Month: April 2020

Safe Harbour in a Storm

Posted on by Chris

On Wednesday it was headline news in Luxembourg where I was working with clients: the European Court of Justice had struck down the Safe Harbor agreement. Max Schrems had won a battle with Facebook and the Irish data protection authorities.

The court ruling that European Commission Decision 2000/520 is invalid means that we can no longer share data easily with US colleagues: Texting your New York colleague with your UK donor’s data of birth just became illegal.

There have always been two routes to data transfer from the EU to the USA: Safe Harbor, and the use of a model contract. The latter route is still open, according to the lawyers; there are useful posts on the ruling and its implications from Norton Rose here and from Clifford Chance here.

So how will this affect prospect research, fundraising and philanthropy?

First, it underlines the relevance of employing prospect researchers. Increasingly, prospect researchers are the custodians of personal data relating to potential and actual supporters. We act as the interface between fundraisers who want to know everything about everybody and the law which restricts what we can record and what we can share. Especially, what we can share with colleagues outside the EU.

Second, it reminds us that personal data is personal. There is an increasingly uncertain frontier between what is public and what is private as social media carries more and more of our donor’s lives. At Factary we have long had concerns about the material that people post in their Facebook pages, and have excluded it from profiles as a general policy. All of us in prospect research should continue to review and re-review our protocols to ensure that we are up-to-the-minute in data protection.
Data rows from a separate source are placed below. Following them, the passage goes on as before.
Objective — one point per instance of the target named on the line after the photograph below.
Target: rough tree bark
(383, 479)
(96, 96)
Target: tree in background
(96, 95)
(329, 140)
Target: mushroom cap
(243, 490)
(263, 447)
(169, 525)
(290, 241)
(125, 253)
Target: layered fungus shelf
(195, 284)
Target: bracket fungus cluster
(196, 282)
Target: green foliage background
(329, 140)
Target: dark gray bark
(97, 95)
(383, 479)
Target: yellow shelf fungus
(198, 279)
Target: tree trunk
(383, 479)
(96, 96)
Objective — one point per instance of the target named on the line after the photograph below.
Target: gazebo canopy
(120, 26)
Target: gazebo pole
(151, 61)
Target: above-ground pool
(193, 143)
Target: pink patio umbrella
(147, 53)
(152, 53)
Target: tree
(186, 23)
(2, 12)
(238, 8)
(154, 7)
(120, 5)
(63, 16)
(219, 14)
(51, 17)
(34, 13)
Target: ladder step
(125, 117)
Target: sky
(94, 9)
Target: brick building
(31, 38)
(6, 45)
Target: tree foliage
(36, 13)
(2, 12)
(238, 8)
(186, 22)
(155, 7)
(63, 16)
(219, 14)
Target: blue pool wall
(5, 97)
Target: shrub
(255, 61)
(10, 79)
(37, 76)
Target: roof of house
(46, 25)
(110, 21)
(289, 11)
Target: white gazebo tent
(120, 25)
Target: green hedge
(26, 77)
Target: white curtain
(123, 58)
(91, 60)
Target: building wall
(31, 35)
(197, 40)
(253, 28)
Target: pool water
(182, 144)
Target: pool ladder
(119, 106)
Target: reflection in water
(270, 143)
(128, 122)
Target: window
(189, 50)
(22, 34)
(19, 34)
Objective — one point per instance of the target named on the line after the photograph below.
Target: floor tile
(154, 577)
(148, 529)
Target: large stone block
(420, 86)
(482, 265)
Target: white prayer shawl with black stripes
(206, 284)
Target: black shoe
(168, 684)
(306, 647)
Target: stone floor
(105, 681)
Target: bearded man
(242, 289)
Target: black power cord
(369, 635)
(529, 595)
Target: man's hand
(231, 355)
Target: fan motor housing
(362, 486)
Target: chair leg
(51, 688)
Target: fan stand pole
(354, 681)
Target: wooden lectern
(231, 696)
Third, it will mean some hard work over the coming weeks for organisations (universities, arts and culture, NGOs…) with sisters outside the EU (for example, your “Friends of” organisation in Washington DC) to revise or renew agreements that allow data transfer.

Fourth, it means UK suppliers such as Factary should review their data processes to ensure that all of their data is held inside the EU. At Factary we did this some time ago, and yes, all our data and servers are inside the EU.

Finally, this will be especially difficult time for fundraising and philanthropy. Increasingly philanthropists are international – a home here, a business there, and a foundation somewhere else. To work with a donor who lives in Paris but works out of New York we need to be able to share data quickly and effectively with our team. Our philanthropists (major donors, strategic donors) want us to react quickly and to provide coordinated, joined-up service. That is going to be a delicate, difficult job following this ruling.

The closure of Safe Harbor means choppy seas for all of us.